Did it really take three years to ask this question?

How Much Responsibility Does Oil-Gas Industry Have in Gulf Coast's Katrina Disaster?

[snip]

The delta, formed by the accumulation of the Mississippi River's upstream mud over thousands of years, is a shadow of what it was 100 years ago. Since the 1930s, a fifth of the 10,000-square-mile delta has turned into open water, decreasing the delta's economic and ecologic value by as much as $15 billion a year, according to Louisiana State University studies.

The rate of land loss, among the highest in the world, has exposed New Orleans and hundreds of other communities to the danger of drowning. Katrina made that painfully clear.

[snip]

In Katrina's wake, the Army Corps of Engineers has gotten the brunt of the criticism for the disaster. Besides building suspect levees, the Corps' mission to control waterways with spillways, floodgates and other measures has played havoc with nature by restricting the Mississippi's sediment and fresh upriver water from replenishing the delta's wetlands.
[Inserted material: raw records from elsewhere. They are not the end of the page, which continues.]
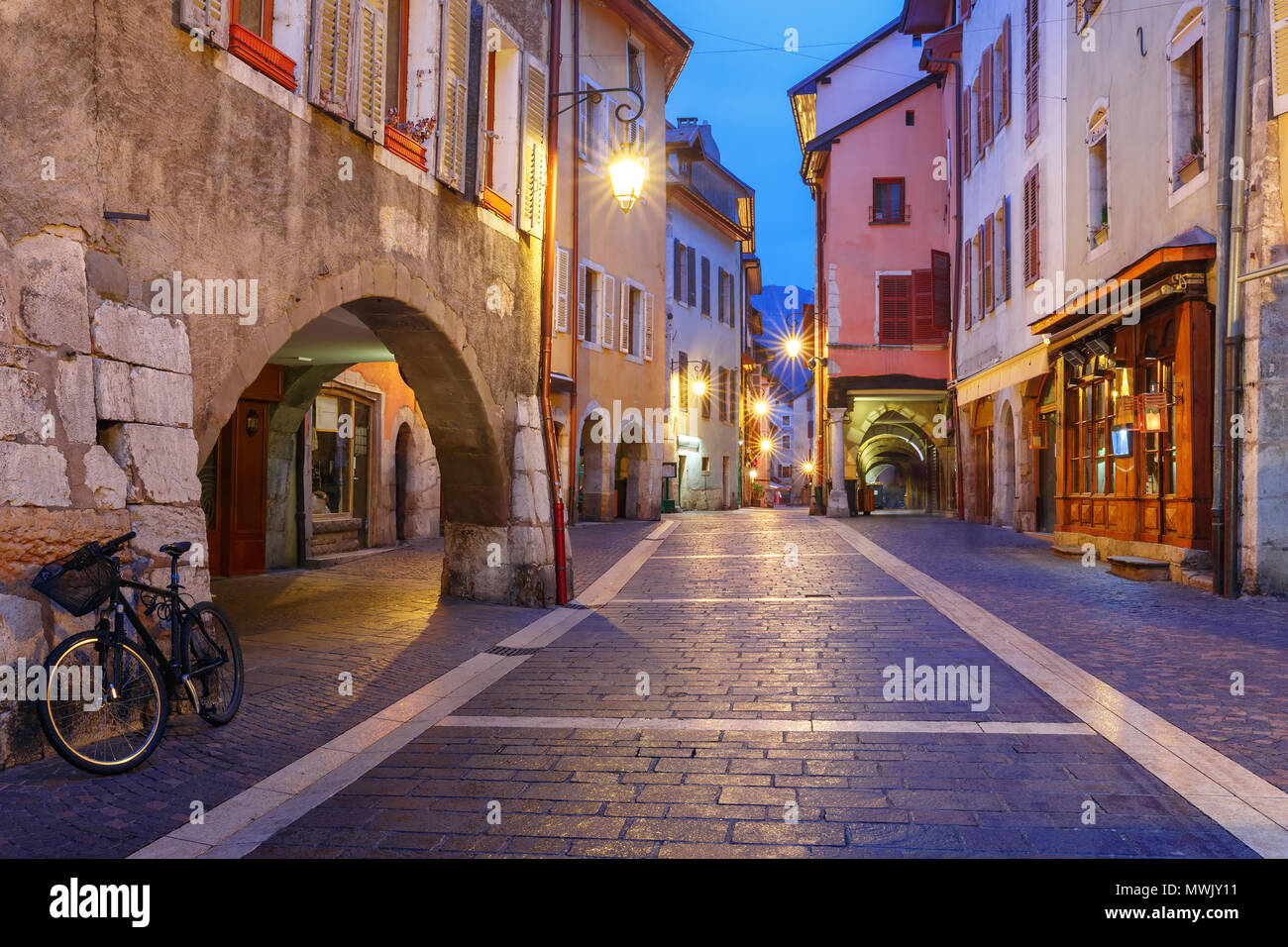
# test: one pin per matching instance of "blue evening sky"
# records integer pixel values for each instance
(737, 77)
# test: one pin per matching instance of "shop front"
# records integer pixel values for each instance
(1129, 421)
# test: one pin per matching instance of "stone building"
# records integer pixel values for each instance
(201, 191)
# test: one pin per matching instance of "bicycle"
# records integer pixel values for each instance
(136, 684)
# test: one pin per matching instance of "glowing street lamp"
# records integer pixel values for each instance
(626, 174)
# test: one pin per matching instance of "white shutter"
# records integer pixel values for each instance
(334, 54)
(608, 294)
(209, 18)
(648, 326)
(455, 91)
(532, 208)
(562, 262)
(581, 300)
(625, 343)
(369, 88)
(1279, 54)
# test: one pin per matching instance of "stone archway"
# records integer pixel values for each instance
(485, 506)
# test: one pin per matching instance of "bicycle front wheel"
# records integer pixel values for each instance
(213, 663)
(102, 715)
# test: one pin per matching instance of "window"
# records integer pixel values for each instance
(498, 136)
(1030, 69)
(894, 326)
(1188, 132)
(342, 462)
(1098, 178)
(1031, 268)
(679, 269)
(590, 303)
(706, 286)
(888, 206)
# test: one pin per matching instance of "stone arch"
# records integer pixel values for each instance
(1005, 502)
(429, 342)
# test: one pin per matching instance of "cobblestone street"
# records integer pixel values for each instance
(722, 696)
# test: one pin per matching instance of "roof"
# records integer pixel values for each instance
(809, 84)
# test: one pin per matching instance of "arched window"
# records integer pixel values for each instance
(1188, 133)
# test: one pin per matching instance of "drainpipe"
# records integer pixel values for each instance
(1232, 118)
(548, 313)
(1234, 298)
(952, 335)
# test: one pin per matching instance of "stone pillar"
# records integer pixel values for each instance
(837, 504)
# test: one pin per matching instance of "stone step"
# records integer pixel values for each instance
(1141, 570)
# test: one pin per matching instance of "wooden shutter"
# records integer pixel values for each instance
(706, 286)
(648, 326)
(581, 300)
(532, 201)
(941, 304)
(562, 262)
(608, 300)
(1279, 54)
(1031, 263)
(335, 50)
(455, 81)
(625, 343)
(1006, 240)
(1004, 75)
(896, 320)
(678, 269)
(207, 18)
(987, 261)
(369, 88)
(1030, 69)
(986, 106)
(692, 273)
(923, 307)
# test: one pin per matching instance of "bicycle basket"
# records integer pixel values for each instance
(75, 585)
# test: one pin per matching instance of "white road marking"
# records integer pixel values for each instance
(1240, 801)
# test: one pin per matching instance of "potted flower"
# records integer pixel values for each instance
(407, 138)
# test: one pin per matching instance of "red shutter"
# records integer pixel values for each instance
(986, 106)
(896, 326)
(1031, 261)
(923, 307)
(1030, 69)
(941, 268)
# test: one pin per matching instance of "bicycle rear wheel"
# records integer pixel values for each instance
(125, 725)
(213, 663)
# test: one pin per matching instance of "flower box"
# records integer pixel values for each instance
(404, 147)
(263, 55)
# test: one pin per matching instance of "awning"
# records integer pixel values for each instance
(1013, 371)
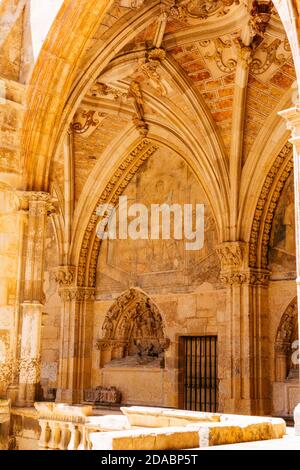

There are other reasons for the disastrous wetlands loss: Human development, cypress logging, ill-advised farming on the coast, hurricanes, slipping-and-sliding geologic faults and even a South American semi-aquatic rodent called nutria imported to Louisiana in the 1930s.

But many scientists say the oil industry's 10,000 miles of canals - enough to stretch nearly halfway around the world - and the drilling they supported played a decisive role. Some scientists say drilling caused half of the land loss, or about 1,000 square miles.

"The whole thing was manifest destiny written large on a marshy landscape," said John Day, an LSU professor emeritus who specializes in delta ecologies.

The industry denies that and points to disagreement among scientists over who or what caused damage, and how much.

No one will ever accept responsibility. There are enough fingers to point, enough officials to quote, enough companies to blame. And nothing will be done because it costs money.